「発酵している」のと「腐敗している」のは何が違うの?発酵食品のすごさを第一人者が解説
何となくしかわかっていない発酵食品のすごさを、発酵学の第一人者である小泉武夫先生が解説。その魅力を知れば、発酵食品をもっと取り入れたくなるはず! 【画像】「発酵している」のと「腐敗している」のは何が違うの?発酵食品のすごさを第一人者が解説
そもそも発酵食品ってどういう物?
微生物の働きで発酵することで、独自のうまみや匂い、栄養価が高まった物。 発酵とは、一般的に酵母や細菌、カビなど微生物の働きによって、人にとって有益な物質を作り出す現象のこと。特に湿気の多い日本は2000年もの間、微生物と共存し、知恵を駆使して、みそやしょうゆ、納豆などの発酵食品を生み出してきました。 発酵させることによって、食品の味や匂いが変化し、アミノ酸などのうまみ成分が生まれます。また、発酵の過程で微生物がさまざまな栄養成分を生み出し、栄養価が高まることがわかっています。発酵を促す微生物が増えることで腐敗菌を寄せ付けず、保存性が高まるというメリットもあります。

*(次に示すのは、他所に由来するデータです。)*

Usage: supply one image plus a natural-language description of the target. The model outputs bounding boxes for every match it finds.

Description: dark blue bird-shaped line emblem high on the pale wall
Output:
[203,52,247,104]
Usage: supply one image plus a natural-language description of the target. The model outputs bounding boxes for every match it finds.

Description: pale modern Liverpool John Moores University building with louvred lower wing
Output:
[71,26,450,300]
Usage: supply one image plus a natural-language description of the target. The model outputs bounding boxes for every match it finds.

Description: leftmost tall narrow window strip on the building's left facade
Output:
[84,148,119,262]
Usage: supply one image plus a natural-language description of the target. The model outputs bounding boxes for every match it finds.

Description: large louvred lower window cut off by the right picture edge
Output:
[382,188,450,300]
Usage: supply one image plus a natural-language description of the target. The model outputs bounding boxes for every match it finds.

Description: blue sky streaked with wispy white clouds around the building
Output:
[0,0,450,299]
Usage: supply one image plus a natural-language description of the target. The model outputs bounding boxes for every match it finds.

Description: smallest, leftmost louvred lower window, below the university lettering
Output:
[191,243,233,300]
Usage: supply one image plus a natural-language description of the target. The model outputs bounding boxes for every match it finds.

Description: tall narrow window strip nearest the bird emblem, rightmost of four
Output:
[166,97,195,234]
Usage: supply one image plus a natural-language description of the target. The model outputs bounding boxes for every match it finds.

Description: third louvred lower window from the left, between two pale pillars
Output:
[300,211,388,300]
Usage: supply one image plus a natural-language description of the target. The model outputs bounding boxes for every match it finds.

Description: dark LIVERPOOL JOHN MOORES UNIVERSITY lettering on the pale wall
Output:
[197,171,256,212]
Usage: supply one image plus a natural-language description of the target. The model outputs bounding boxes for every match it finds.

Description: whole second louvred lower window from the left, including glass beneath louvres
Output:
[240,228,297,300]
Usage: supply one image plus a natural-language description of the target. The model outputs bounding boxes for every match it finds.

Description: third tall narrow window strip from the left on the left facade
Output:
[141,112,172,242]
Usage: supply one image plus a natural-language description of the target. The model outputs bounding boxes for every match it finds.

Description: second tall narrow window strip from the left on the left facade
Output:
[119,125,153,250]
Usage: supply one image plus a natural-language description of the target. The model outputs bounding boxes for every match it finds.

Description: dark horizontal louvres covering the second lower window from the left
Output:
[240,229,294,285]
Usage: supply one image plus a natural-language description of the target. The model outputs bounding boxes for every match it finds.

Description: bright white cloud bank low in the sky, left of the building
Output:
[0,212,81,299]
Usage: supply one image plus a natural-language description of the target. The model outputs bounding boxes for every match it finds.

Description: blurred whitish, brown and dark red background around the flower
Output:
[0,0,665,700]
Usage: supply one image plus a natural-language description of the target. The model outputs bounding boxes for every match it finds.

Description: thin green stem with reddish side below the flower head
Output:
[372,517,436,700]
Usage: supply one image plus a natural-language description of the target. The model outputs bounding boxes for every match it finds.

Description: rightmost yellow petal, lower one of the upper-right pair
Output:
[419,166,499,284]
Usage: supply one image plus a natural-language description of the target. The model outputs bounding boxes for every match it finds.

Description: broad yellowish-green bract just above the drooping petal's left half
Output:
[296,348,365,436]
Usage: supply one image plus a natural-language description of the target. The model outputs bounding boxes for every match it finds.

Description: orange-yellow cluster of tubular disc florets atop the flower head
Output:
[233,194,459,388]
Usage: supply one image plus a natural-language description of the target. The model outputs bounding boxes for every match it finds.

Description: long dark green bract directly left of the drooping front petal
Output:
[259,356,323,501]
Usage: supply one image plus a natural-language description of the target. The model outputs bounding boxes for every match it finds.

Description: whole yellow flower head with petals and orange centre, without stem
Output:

「発酵している」のと、「腐敗している」のは、何が違うの?
「発酵」は人の体に良い物質を作り出し、「腐敗」は有害な物質を作り出すこと。 「発酵」も「腐敗」も、微生物の活動により起こる変化で、科学的にはほぼ同じ。微生物が生み出す物質が、人間にとっておいしい物や役に立つ物であれば「発酵」、人間にとって健康に害を及ぼす物は「腐敗」と呼ばれ、その価値観によって区別されます。 ●発酵食品を作り出す主な微生物 ・麹菌 カビの一種で、米や大豆などで培養させて使用。たんぱく質をアミノ酸に分解する酵素や、でんぷんを糖に分解する酵素などを生成。主な食品は、みそ、しょうゆ、みりん、甘酒など。 ・納豆菌 枯草(こうそう)菌という細菌の一種。煮大豆に納豆菌を加えることで発酵し、たんぱく質を分解してアミノ酸を生成。納豆菌の種類によって、納豆のネバネバ具合や味、匂いが変わります。 ・乳酸菌 糖類を分解して乳酸を生成する細菌の総称。乳酸菌は乳酸菌やアミノ酸を生み出し、独特の風味を与えます。主な食品は、ヨーグルト、チーズ、キムチ、漬け物など。 ・酵母菌 食べ物に含まれる糖をアルコールと炭酸ガスに分解する微生物のこと。酒の醸造やパン作りに欠かせない菌で、みそや漬け物にも存在します。